23 March: Armistice signed between Israel and Lebanon. Israeli forces withdraw from thirteen occupied Lebanese villages. 

Churchill, 29 March, New York City: “Remember, I was for a free and independent Israel all through the dark years when many of my most distinguished countrymen took a different view. So do not imagine for a moment that I have the slightest idea of deserting you now in your hour of glory.”

3 April: Armistice signed between Israel and Jordan with Jordan retaining East Jerusalem and the West Bank (Judea and Samaria). 

11 May: United Nations General Assembly admits Israel to membership. 

11 June: First UN-brokered truce. Jerusalem resupplied. The truce would last less than a month. 

10-12 July: Egypt breaks truce; Egyptian light tanks and infantry pushed back from Negba. 

20 June: Second armistice between Israel and Jordan. 

20 July: Second UN truce declared. 

Afterword 

At the end of 1949, David Ben-Gurion proclaimed Jerusalem the capital of Israel. Six months later, the Knesset passed the Law of Return, granting all Jews the right to migrate to and settle in Israel and to obtain citizenship. 

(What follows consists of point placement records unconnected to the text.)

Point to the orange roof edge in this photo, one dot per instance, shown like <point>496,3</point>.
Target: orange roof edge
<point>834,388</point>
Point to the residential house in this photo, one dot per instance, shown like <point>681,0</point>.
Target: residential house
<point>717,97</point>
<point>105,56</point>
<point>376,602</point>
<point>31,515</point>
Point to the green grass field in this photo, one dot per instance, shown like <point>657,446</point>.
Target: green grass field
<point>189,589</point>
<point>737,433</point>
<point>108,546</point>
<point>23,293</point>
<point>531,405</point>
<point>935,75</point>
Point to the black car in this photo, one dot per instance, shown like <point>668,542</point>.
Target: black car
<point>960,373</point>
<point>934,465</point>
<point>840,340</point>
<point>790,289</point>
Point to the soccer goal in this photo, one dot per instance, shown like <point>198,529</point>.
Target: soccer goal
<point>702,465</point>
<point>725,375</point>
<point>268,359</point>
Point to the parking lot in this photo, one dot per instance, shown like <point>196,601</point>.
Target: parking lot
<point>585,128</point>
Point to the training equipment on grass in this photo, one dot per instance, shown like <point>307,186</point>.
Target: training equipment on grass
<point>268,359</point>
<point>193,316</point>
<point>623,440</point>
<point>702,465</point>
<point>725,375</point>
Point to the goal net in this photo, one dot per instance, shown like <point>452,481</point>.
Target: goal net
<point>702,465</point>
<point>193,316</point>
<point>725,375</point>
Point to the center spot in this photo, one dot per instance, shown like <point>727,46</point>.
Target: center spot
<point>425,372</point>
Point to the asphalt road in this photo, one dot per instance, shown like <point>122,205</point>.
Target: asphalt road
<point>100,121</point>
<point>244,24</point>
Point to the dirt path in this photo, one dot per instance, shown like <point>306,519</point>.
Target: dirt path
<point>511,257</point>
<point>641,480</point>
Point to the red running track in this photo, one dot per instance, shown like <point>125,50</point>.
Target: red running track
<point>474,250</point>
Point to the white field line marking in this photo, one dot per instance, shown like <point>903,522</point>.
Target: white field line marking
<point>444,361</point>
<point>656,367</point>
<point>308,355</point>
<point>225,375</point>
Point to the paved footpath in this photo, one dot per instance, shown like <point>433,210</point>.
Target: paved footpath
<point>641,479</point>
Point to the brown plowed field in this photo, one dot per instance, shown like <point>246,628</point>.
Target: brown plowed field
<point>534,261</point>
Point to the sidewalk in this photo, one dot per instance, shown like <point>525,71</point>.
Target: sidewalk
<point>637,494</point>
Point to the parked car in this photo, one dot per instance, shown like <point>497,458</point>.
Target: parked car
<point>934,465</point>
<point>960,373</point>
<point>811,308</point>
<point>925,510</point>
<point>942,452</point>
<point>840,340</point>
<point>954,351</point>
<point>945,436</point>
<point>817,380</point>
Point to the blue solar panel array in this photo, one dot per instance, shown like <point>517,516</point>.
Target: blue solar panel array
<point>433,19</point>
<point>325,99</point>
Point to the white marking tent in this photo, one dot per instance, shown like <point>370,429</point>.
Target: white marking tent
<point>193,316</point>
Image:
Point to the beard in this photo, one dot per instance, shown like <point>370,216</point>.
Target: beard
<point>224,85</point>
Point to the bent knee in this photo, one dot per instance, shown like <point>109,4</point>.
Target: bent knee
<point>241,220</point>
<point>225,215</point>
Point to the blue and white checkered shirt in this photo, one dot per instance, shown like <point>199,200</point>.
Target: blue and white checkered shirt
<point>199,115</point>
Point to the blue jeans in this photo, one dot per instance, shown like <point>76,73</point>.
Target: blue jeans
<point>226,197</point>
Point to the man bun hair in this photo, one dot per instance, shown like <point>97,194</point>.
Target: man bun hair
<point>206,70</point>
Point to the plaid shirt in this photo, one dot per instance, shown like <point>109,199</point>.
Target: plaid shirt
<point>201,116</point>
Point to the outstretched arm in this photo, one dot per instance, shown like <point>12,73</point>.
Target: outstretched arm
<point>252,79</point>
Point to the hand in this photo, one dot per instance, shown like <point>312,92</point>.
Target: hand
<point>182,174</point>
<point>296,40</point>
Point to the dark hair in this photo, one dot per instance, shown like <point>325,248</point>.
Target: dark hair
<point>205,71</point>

Churchill, 30 June 1951 (HofC): “The decline of our influence and power throughout the Middle East is due to several causes. First, the loss of our Oriental Empire and of the well-placed and formidable Imperial armies in India. Second, it is due to the impression which has become widespread throughout the Middle East that Great Britain has only to be pressed sufficiently by one method or another to abandon her rights or interests in that, or indeed any other, part of the world. A third cause is the mistakes and miscalculations in policy which led to the winding up of our affairs in Palestine in such a way as to earn almost in equal degree the hatred of the Arabs and the Jews.”

Richard M. Langworth, CBE, is the author or editor of 10 books on Winston Churchill, including the quotations book Churchill by Himself, an expanded edition of which will appear in 2024.